22nd Sunday OT
Fr. Philip Neri Powell, OP
Our Lord names Peter “Satan.” Last week, he named Peter “the Rock,” the rock upon which his Church would be built. How does Peter go from being “the Rock” to “Satan” in a week's time? Having declared his belief that Jesus is the Christ, and receiving his title, “the Rock of the Church,” Peter ends up doing what many of us do when confronted by a crisis of faith. We panic. . .and do or say something dumb. When Peter hears Jesus say that he – Jesus – must go to Jerusalem and die at the hands of his enemies, Peter blurts out the dumbest possible thing he could, “God forbid!” Apparently, in his panic, Peter forgets that Jesus is God – a confession he himself made just last week – and that God is telling him what must happen. Rather than comfort Peter or accompany him or engage him in encounter, Jesus rebukes him, “Get behind me, Satan!” Sorry. But Jesus would get an “F” in pastoral practice at the seminary! Rather than coddle Peter's lack of faith, Jesus calls him out as a tempter, giving him the name of humanity's greatest spiritual enemy. Jesus knows that he must carry his cross and die. Not even the Rock can be allowed to deter him.
So, what does all this have to do with the price of crawfish at Dorignac's? Besides showing us how even an Apostle, Peter the Rock, can allow his fear to overrule his faith, Jesus is revealing to us a truth bound to make us a little queasy – we all have a cross to carry and Satan's self-appointed task is tempt us into putting it down. Jesus knows that he is bound for Jerusalem and death. He knows he's going to be betrayed, tortured, and executed. He bears all this as his cross, along with humanity's sinful nature. If he were to allow Peter to tempt him into laying down his cross, humanity's salvation would be thwarted. We would – even now – dwell in darkness and death, without any hope for redemption. Instead, Jesus does what he must. He rebukes Peter and reveals another hard-to-hear truth: “Whoever wishes to come after me must deny himself, take up his cross, and follow me.” That's God's thinking not Man's. It is Satan who encourages us to set aside our crosses and make ourselves more comfortable. It is Satan who teaches us that our crosses are unbearable burdens; that our crosses are unnecessary restrictions on our liberty. It's his job to make us believe that we can still receive God's love even as we set aside the very tools we need to receive His love.
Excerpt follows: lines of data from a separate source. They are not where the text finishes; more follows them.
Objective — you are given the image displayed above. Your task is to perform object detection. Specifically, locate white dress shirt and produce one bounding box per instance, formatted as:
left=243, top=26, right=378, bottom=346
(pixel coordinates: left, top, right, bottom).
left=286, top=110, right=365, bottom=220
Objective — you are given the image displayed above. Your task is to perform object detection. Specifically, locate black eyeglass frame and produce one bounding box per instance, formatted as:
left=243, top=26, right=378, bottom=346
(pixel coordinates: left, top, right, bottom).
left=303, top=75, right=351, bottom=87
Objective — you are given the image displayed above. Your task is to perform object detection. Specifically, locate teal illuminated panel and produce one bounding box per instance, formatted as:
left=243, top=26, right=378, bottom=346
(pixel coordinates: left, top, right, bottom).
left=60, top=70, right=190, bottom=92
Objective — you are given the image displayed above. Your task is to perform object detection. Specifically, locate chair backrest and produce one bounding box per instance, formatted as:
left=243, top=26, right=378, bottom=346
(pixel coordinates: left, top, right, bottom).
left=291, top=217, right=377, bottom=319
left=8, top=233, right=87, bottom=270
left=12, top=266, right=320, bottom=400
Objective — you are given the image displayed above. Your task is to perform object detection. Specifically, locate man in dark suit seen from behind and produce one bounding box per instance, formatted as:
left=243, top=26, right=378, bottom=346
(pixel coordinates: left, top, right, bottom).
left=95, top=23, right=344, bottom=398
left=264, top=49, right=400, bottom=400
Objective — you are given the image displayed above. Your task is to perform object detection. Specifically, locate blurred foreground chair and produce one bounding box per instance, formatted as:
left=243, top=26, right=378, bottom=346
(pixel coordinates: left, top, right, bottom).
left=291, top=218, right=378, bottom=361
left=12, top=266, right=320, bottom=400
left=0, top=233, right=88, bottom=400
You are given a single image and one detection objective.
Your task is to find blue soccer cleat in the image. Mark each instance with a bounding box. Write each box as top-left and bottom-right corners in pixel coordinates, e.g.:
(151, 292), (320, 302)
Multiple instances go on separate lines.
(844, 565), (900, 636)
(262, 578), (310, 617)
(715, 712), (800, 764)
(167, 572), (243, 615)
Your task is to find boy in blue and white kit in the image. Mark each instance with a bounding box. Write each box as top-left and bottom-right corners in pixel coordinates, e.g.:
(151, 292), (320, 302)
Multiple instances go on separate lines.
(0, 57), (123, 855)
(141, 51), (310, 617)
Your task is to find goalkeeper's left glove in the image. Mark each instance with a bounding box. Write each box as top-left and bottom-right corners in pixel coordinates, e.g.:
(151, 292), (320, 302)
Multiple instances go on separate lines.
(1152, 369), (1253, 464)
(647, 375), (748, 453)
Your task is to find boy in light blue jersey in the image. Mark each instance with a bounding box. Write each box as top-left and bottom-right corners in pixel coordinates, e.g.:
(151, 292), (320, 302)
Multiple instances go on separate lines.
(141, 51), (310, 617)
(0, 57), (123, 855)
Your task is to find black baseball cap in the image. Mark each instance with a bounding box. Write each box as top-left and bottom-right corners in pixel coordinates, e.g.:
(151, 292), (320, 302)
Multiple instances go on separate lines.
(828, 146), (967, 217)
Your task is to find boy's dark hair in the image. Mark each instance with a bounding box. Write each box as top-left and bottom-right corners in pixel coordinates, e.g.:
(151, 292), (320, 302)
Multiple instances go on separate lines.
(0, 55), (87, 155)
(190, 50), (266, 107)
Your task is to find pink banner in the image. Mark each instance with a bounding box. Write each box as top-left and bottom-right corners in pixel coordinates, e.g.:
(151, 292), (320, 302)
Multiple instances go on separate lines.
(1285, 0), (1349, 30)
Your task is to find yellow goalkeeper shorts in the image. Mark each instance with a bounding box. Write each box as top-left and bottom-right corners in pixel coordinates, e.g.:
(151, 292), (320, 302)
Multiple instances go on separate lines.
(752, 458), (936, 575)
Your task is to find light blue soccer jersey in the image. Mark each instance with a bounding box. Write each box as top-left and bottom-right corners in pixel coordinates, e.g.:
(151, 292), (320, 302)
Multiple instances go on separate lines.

If you think it's strange to look at the cross you carry as a tool for receiving God's love, think again. Think this way instead: Jesus' cross was his tool for receiving God's love for all of humanity. The cross was the instrument – the tool – by which Jesus took up our sinful natures and gave them to our Father in sacrifice, freeing us from sin and death. If this is true for Christ, why can't it be true for us as well? Jesus himself says that taking our crosses is a condition for following him. Following him where? If you follow him, you end up where he did – dying sacrificially on your cross; that is, dying to self for the sake of Christ to become holy. In his desperation to prevent you from dying to self and becoming holy, Satan will tempt you with every trick at his disposal. One of his oldest tricks – the one Peter tries out – is to try and convince you that your cross is an unnecessary burden; that you have been unfairly treated in the games of crosses; that somehow or another you have been especially picked out of the crowd to endure extra trials. And b/c you have been so sorely mistreated by God, you deserve a break, you are entitled to set your cross aside and just coast for a while. And when you do, Satan slithers up next to you, and says, “Let me show you an easier way. . .”
And that “easier way” is indeed easier. . . and shorter, faster, less expensive. . .and deadlier. Set your cross aside – your tool for receiving God's love and growing in holiness – and your way is most definitely easier. Because there is nothing easier than choosing to be separated from God. . .forever. What Satan knows and we must never forget – no cross of ours is ever bigger than our Father's love for us. No cross of ours is ever deadlier than life lived in shadow of the devil's lies. Whatever your cross is – disease, poverty, bad marriage, sexual vice, alcohol, drugs, whatever it is – your cross is temporary, and Christ is always, always, always with you. Carry that cross while following Christ's teachings, dying to self in loving sacrifice for another, and you will better receive God's ever-present love and mercy; you will grow in holiness. Our crosses are not lifestyle choices, or a harmless bad habits, or unfair impositions on our freedom. They are living, breathing tools for lifting up our brokenness. By lifting up to God that which threatens to smother us in sin, we give Him glory, and He takes our contrite hearts as worthy sacrifice. When Satan tempts you to lay down your cross and take it easy, say to him, “What profit would there be for me to gain the whole world and forfeit my life?”